Hurricane Harvey Is Going to Slam Into Texas and the National Flood Insurance Program Is a Mess

A series of disasters has left the NFIP struggling financially.

Melanie Burford/Zuma

Hurricane and Tropical Storm Warnings are posted along the coast of Texas as Harvey makes its way across the Gulf of Mexico, promising to drop biblical amounts of rain on parts of the state. The storm, which is expected to strengthen to a category 3 hurricane by the time it makes landfall late Friday or early Saturday, will be the first major hurricane to strike the United States in 12 years and will likely cause devastating flooding from rain and storm surge.

Once the storm has passed and residents begin to clean up, they will likely use a federal program to make insurance claims. The National Flood Insurance Program (NFIP), created in 1968 and administered by the Federal Emergency Management Agency, is a federal program designed to help people in flood-prone areas get insurance for their properties, at heavily discounted rates. As Mother Jones reported in 2013:

Today, the Property Casualty Insurers Association of America estimates that homeowners covered by federal flood insurance pay just half of the “true-risk cost” to insure their properties. In the highest-risk areas, they pay just a third.

A series of disasters has left the NFIP struggling financially. Hurricane Katrina and Superstorm Sandy devastated the flood insurance program’s budget and today, the program is about $24 billion in debt. As climate change fuels an increase in disasters, storms of the same caliber may become the norm.

“There is actually a 50 percent chance within a 10-year period the NFIP will once again experience Hurricane Sandy-size losses,” Roy Wright, the director of the NFIP, wrote in a recent blog post.

Financial concerns aside, there are other problems as well. The program encourages people to build and stay in areas that flood constantly. There’s no incentive to leave because taxpayer subsidies rebuild homes and buildings, even if those structures have repeatedly flooded.

Attempts to overhaul the NFIP have not been successful and repeatedly have been met with backlash. In 2012, Rep. Maxine Waters (D-Calif.) and Rep. Judy Biggert (R-Ill.) introduced the Biggert-Waters Act, a law that would increase the rates for business properties in special flood zones and properties that experience repeated flooding. These proposed increases would have led to an enormous spike in premiums. According to a 2013 RAND Corporation study, premiums in flood prone areas in New York City would have increased by $5,000 to $10,000 a year. Even Rep. Waters was outraged once the numbers came in and was part of a bipartisan effort to draft a bill to make sure premiums wouldn’t suddenly spike. In 2014, Congress passed the Homeowner Flood Insurance Affordability Act, which delayed the Biggert-Waters reforms for two years. Today, premiums now have slowly begun to increase.

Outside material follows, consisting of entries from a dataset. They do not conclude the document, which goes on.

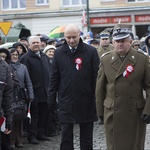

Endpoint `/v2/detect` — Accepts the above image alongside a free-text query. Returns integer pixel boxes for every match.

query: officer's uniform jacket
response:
[96,48,150,150]
[97,44,114,57]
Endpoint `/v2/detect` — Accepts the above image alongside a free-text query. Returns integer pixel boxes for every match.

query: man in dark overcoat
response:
[0,56,14,150]
[20,36,50,144]
[97,30,114,57]
[49,24,99,150]
[96,24,150,150]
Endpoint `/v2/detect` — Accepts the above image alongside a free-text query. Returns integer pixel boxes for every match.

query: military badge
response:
[75,58,82,70]
[123,65,134,78]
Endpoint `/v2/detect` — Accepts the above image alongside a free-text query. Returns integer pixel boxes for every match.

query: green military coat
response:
[96,48,150,150]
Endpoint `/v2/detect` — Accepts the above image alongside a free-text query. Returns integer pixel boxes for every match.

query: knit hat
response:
[43,45,56,53]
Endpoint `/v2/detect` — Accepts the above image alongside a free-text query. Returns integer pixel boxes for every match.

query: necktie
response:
[36,52,41,57]
[71,48,76,53]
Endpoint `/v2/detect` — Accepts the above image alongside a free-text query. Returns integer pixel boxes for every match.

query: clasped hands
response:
[140,114,150,124]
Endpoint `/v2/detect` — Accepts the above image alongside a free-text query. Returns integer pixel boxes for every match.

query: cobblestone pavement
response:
[20,121,150,150]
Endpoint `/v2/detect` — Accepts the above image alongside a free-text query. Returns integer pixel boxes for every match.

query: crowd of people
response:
[0,23,150,150]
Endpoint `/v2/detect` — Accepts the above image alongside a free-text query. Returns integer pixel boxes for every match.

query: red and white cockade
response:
[123,65,134,78]
[75,58,82,70]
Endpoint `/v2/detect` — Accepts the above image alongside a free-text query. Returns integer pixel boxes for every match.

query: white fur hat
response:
[43,45,56,53]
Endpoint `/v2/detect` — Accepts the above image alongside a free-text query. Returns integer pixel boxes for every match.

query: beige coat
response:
[96,48,150,150]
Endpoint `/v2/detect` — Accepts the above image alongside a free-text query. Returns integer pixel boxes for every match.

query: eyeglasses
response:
[134,44,140,47]
[102,38,108,41]
[11,54,18,56]
[0,55,7,59]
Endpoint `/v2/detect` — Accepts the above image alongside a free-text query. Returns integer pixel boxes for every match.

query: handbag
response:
[13,87,27,121]
[19,87,29,102]
[13,100,27,121]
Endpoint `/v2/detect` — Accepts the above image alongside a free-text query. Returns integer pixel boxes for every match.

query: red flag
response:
[82,9,87,27]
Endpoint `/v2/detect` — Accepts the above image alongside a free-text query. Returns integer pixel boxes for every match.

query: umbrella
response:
[48,26,66,38]
[48,26,83,38]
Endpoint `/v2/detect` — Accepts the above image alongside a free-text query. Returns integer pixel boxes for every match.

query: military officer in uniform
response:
[98,30,114,57]
[96,24,150,150]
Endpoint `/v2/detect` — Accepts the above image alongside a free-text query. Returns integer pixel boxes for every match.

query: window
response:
[127,0,150,2]
[62,0,86,7]
[36,0,49,5]
[2,0,26,10]
[101,0,116,2]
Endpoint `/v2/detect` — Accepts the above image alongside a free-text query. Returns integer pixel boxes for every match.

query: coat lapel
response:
[110,49,137,78]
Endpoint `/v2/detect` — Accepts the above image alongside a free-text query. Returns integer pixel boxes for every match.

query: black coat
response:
[20,50,50,102]
[49,39,99,123]
[0,59,13,121]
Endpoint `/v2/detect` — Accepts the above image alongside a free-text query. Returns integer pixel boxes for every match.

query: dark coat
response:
[10,62,34,100]
[20,50,50,102]
[96,48,150,150]
[0,59,13,121]
[49,39,99,123]
[141,34,150,55]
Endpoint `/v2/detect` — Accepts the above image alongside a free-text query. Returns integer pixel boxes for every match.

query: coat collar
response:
[110,48,137,78]
[63,38,84,52]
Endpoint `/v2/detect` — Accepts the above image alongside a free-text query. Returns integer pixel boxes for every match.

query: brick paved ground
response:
[20,122,150,150]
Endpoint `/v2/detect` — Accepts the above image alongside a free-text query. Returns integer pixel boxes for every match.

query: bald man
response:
[49,24,99,150]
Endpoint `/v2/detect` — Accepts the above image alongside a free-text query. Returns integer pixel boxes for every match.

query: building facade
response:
[0,0,150,41]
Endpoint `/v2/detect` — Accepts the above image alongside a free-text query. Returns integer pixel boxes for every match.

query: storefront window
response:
[37,0,49,5]
[2,0,26,10]
[127,0,150,2]
[62,0,86,6]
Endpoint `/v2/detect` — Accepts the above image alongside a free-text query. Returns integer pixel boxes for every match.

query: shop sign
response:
[90,17,111,24]
[135,15,150,22]
[111,16,131,23]
[90,16,131,25]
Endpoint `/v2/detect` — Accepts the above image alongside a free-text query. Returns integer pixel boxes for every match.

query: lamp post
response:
[86,0,90,32]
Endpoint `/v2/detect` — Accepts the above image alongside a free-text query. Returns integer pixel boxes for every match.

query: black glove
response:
[99,116,104,121]
[140,114,150,124]
[6,121,12,130]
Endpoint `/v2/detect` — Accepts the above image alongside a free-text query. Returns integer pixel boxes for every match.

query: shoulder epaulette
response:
[137,50,148,56]
[101,52,110,58]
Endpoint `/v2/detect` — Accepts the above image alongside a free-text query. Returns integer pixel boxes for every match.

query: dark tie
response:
[71,48,76,53]
[36,52,41,57]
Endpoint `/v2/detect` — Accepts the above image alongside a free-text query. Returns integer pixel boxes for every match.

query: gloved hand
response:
[99,116,104,121]
[140,114,150,124]
[6,121,12,130]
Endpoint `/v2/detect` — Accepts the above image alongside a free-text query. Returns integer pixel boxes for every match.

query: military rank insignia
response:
[123,65,134,78]
[75,58,82,70]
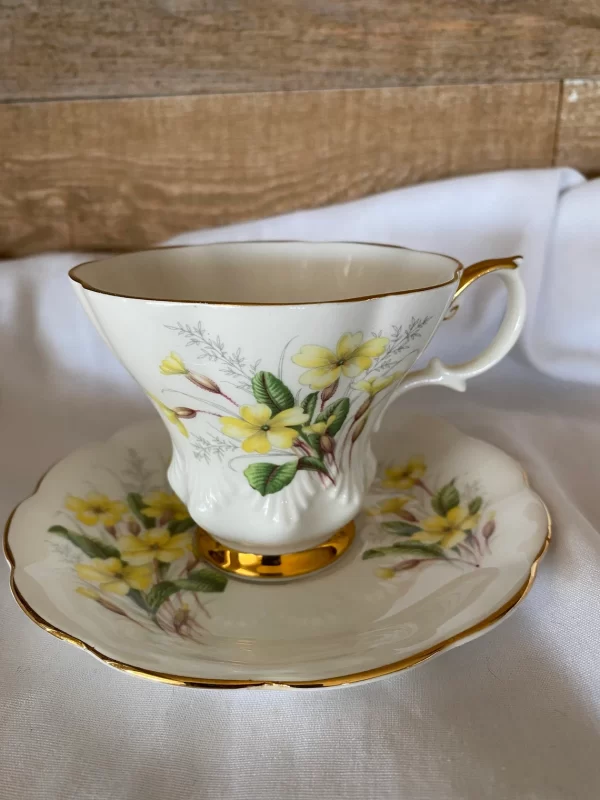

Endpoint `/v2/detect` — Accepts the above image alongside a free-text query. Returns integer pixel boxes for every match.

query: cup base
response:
[196,521,356,583]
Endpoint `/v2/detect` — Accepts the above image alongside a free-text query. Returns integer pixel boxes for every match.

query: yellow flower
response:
[354,372,404,397]
[142,492,189,520]
[118,528,192,566]
[75,558,152,599]
[367,497,410,517]
[221,403,308,454]
[410,506,479,548]
[292,333,389,389]
[148,392,189,437]
[75,586,100,600]
[302,414,335,436]
[160,353,189,375]
[381,456,427,489]
[65,492,127,526]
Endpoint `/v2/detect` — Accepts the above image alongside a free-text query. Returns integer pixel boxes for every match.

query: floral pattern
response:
[157,317,430,496]
[362,456,496,580]
[49,476,227,641]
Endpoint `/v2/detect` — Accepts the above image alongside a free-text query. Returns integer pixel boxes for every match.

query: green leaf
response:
[167,517,196,534]
[48,525,121,558]
[302,392,319,425]
[173,569,227,592]
[383,522,421,536]
[362,541,446,560]
[315,397,350,436]
[244,461,298,497]
[431,481,460,517]
[252,371,294,415]
[298,456,329,475]
[127,492,156,530]
[145,581,179,612]
[306,433,323,455]
[469,497,483,514]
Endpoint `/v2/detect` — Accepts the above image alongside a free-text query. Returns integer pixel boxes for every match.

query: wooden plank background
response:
[0,0,600,257]
[0,0,600,100]
[0,83,558,254]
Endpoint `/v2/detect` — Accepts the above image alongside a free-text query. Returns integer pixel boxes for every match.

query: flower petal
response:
[123,565,153,592]
[419,514,448,534]
[267,428,298,450]
[292,344,338,367]
[342,356,373,378]
[269,406,308,430]
[410,531,444,544]
[352,336,390,358]
[168,531,192,550]
[220,417,256,439]
[298,366,342,390]
[335,332,362,361]
[242,431,274,455]
[240,403,271,428]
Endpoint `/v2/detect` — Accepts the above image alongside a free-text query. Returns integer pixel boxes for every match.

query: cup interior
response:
[70,242,462,305]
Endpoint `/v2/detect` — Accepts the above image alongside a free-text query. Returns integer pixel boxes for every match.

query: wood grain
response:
[0,83,558,256]
[0,0,600,100]
[556,80,600,175]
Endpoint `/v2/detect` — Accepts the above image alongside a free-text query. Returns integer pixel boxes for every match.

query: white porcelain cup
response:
[70,242,525,555]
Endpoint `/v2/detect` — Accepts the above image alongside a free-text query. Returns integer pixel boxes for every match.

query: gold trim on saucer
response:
[2,465,552,689]
[195,522,356,583]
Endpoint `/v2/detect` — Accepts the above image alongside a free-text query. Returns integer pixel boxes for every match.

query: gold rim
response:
[2,472,552,689]
[195,520,356,583]
[68,239,464,308]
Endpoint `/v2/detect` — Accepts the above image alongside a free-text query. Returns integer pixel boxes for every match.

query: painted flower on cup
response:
[75,558,152,596]
[381,456,426,490]
[65,492,127,527]
[220,403,308,454]
[142,491,190,520]
[148,393,189,439]
[118,528,192,566]
[292,332,389,391]
[411,506,479,549]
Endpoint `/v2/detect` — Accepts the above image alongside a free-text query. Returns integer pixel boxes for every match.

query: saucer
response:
[4,413,550,688]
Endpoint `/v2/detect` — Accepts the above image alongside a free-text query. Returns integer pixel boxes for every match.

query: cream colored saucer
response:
[4,417,550,688]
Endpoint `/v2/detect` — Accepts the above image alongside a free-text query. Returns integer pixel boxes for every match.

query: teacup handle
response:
[398,256,526,394]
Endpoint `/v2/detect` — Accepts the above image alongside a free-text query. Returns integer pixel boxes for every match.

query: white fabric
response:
[0,170,600,800]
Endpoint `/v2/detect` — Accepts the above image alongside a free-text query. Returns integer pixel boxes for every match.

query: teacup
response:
[70,242,525,577]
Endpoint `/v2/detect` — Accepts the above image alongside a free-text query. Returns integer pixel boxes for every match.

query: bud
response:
[354,396,373,420]
[321,378,340,408]
[481,519,496,542]
[319,433,335,455]
[173,406,197,419]
[352,414,369,444]
[185,372,221,394]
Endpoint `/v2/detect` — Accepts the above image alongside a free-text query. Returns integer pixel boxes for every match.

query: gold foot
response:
[194,522,355,581]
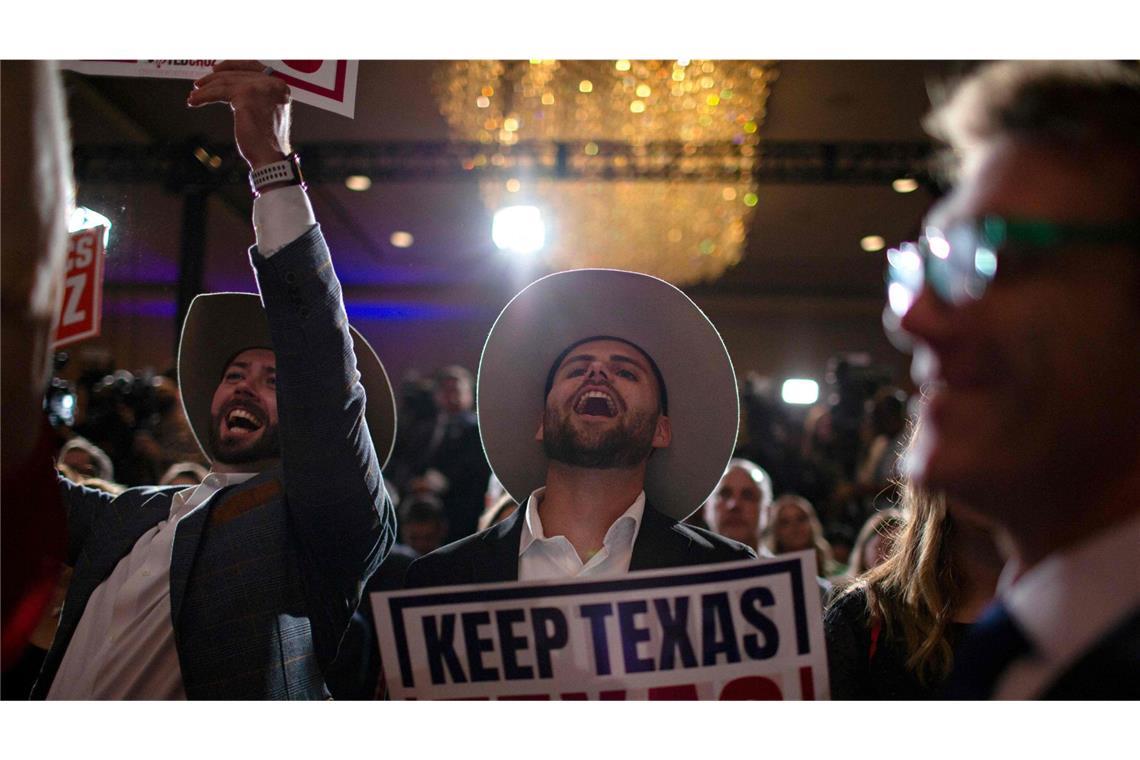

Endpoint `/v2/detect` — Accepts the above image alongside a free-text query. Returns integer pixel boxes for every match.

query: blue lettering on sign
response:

The current White House proposal for the program would certainly lead to more financial headaches. As part of deciding which areas are riskier, FEMA creates flood maps—but many of them are out-of-date. Funds had been previously allocated to update them, but Trump’s proposed 2018 budget included cutting $190 million from this effort. Without that money, FEMA would be forced to find money from somewhere else to fund mapping.

Financial solvability aside, the NFIP is must be reauthorized by September 30. Letting it lapse will cause chaos for those trying to buy insurance, so Congress must balance raising rates to make the program financially sound while also making sure flood insurance remains affordable—all in the midst of the hurricane season of 2017.